[Libre-soc-dev] svp64 review and "FlexiVec" alternative

Wed Aug 3 22:31:31 BST 2022

Jacob Lifshay wrote:
> On Tue, Aug 2, 2022 at 9:53 PM Jacob Bachmeyer via Libre-soc-dev
> <libre-soc-dev at lists.libre-soc.org> wrote:
>   
>> lkcl wrote:
>>     
>>> i have a feeling that Mitch worked out how to do it.  FMAC
>>> having in effect a Scalar accumulator (src==dest) whilst
>>> other operands get tagged as vectors, HW can detect that and
>>> go "ah HA! what you *actually* want here is a horizontal
>>> sum, let me just microcode that for you".
>>>
>>>       
>> Well, now that I think about it, yes, FlexiVec *can* express a
>> horizontal sum by accumulating into a scalar register.  Hardware
>> recognizes this very simply:  an ADD targeting a scalar register RX,
>> using that same RX and a vector register RY.  This will also work with
>> the null implementation.
>>     
>
> Do note that this trick only works well for integer add, floating
> point add is not associative so must be run serially (assuming the
> semantics are equivalent to running the code serially from element 0
> to the end). SVP64 specifically has an O(log N) parallel tree
> reduction mode to work around that.

Why would that same parallel tree reduction mode (invisibly selected by 
hardware) not be suitable for each VL-element group, followed by serial 
accumulation of group sums into a scalar register?

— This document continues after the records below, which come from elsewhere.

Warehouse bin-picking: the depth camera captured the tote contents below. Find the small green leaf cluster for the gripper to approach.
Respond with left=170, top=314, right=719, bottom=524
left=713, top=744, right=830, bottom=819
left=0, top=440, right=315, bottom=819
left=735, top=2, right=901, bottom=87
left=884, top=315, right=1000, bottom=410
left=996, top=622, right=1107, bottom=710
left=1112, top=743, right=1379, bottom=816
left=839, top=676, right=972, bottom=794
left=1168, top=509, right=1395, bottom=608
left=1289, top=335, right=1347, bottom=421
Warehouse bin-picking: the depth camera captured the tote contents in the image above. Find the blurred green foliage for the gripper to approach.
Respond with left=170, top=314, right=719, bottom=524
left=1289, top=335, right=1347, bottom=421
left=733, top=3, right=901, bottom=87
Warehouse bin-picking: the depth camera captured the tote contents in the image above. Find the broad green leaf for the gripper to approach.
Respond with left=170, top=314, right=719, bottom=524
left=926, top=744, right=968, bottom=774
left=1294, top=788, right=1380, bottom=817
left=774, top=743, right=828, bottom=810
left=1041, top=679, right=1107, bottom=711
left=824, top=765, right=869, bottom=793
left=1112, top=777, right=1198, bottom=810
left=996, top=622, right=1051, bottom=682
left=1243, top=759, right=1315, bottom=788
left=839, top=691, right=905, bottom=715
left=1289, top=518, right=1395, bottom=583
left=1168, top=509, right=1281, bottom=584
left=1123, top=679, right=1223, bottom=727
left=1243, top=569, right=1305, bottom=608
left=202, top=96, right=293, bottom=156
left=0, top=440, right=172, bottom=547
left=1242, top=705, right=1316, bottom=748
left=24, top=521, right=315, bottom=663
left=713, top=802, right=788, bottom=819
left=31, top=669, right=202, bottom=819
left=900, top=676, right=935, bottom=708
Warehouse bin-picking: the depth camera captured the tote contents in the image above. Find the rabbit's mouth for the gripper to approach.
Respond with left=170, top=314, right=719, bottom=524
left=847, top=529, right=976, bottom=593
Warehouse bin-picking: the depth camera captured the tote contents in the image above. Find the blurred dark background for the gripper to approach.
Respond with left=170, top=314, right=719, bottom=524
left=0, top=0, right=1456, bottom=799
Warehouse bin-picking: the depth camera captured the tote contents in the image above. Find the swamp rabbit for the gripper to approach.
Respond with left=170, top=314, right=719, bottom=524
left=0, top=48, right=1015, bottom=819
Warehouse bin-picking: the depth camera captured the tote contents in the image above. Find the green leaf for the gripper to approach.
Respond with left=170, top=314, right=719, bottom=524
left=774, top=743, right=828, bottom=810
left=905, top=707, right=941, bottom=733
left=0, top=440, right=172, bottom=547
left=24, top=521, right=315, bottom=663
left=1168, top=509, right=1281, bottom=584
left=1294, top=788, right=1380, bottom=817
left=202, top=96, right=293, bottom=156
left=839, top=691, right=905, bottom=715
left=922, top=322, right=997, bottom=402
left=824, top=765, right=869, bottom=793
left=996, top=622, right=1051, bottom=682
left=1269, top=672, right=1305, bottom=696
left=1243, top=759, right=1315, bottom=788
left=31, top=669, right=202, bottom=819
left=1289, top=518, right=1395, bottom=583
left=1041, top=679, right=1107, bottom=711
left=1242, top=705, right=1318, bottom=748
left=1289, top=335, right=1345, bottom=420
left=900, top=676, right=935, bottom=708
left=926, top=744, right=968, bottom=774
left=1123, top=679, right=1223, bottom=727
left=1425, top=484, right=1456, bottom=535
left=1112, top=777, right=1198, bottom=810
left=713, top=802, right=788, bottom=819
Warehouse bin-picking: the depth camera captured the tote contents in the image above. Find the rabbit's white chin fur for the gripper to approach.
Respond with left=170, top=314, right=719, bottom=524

There are other possible hardware tricks, such as using 
wider-than-normal floating point for the invisible intermediate sums to 
avoid rounding errors, or simply running a FP accumulate serially, 
shifting the values across the vector lanes (access to the adjacent lane 
is feasible in an SIMT vector unit) and accumulating them in the scalar 
unit.

-- Jacob